If you have not seen it yet, you can at dualsaw.com.


----------



## neolitic (Apr 20, 2006)

boman47k said:


> What's the concensus on this saw. Just saw Billy Mays pushing it on tv this am.
> If you have not seen it yet, you can at dualsaw.com.


https://www.dualsaw.com/
Bob Vila was pushing that
for Sears 4 or 5 years ago.
Here's their current version....
http://www.sears.com/shc/s/p_10153_...Name=Portable+Power+Tools&sName=Circular+Saws


----------



## valleyman (Dec 18, 2007)

I looked at one of these in Sears a while ago. It had that cheap feel of a Harbor Freight tool so i didn't buy it.


----------



## willworkforbeer (Mar 7, 2009)

boman47k said:


> What's the concensus on this saw. Just saw Billy Mays pushing it on tv this am.
> If you have not seen it yet, you can at dualsaw.com.

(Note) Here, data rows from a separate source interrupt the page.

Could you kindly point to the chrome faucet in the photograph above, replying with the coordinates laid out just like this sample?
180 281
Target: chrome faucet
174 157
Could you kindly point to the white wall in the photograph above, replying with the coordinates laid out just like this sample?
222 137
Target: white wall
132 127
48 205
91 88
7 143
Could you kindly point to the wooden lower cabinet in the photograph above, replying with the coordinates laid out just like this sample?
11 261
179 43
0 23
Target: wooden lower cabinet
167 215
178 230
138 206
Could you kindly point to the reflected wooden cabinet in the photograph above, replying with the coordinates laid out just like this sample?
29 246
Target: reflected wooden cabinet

I buy everything Billy Mays trys to sell on TV. The one I like best is the Dewalt 18volt drill lookalike with the dirt auger, only $19.95.


----------



## WarriorWithWood (Jun 30, 2007)

I actually bought the impact gels for my work boots. I have to say, they work great. If the blades were more readily available for the saw I'd give it a shot.


----------



## Mike Finley (Apr 28, 2004)

WarriorWithWood said:


> I actually bought the impact gels for my work boots. I have to say, they work great. If the blades were more readily available for the saw I'd give it a shot.


$39.00 at sears for the set


----------



## WarriorWithWood (Jun 30, 2007)

Does it use the same blades as the sears model? Does it have the same chitty motor too? If so faggetaboutit!


----------



## Mike Finley (Apr 28, 2004)

Do you have one? How do you know it's got a sh**ty motor? I'm thinking about buying one just to use for cutting cast iron tubs in place to make removal easier. I'm concerned with how long the blades will last and how long it would take to cut a tub up?


----------



## neolitic (Apr 20, 2006)

"How much are replacement blades—Tungsten carbide-tipped?

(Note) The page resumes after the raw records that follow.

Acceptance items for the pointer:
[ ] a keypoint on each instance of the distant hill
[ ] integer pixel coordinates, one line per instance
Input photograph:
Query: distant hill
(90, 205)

Tungsten Tipped Blades—Set of specially designed blades for $39.99 and $6.99 S&H. These are replacement blades of the blades that come with the saw. We recommend that you buy a replacement set of these versatile blades so that you will always have a set on hand. "

"What are the product Specs for Omni Dual Saw?

* Power: 900 w/ 3.9A
* Current (no load): 3.4 A
* Frequency: 60 Hz
* Blade Size: 5 In.
* No Load Speed: 6000 RPM
* Depth of Cut (Max.) 1-1/8 In.
* Extension Cord: 8 feet

"
https://www.dualsaw.com/faq.htm


----------



## boman47k (Oct 13, 2006)

I had no idea this type of saw had been on the market for 5 years. I am a little surprised by that.
I am not much for buying anything off tv since I bought my dad a set of the one-size-fits-all wrenches many years ago. Even got a chitty set of screwdrivers for free! 
I think I will wait until someone comes out with something that might hold up. I'm thinking if someone could, they already would have. Like was mentioned, I can't see the blades holding up. I like the concept though.
Anyway, thanks for the feedback.


----------



## WarriorWithWood (Jun 30, 2007)

Mike Finley said:


> Do you have one?


Nope


Mike Finley said:


> How do you know it's got a sh**ty motor?


Read the Craftstman sites "ratings".


----------



## KTK (Jun 18, 2009)

I just watched the ad on its website. For some reason I got a picture of homeowners bleeding and missing body parts all over the country.


----------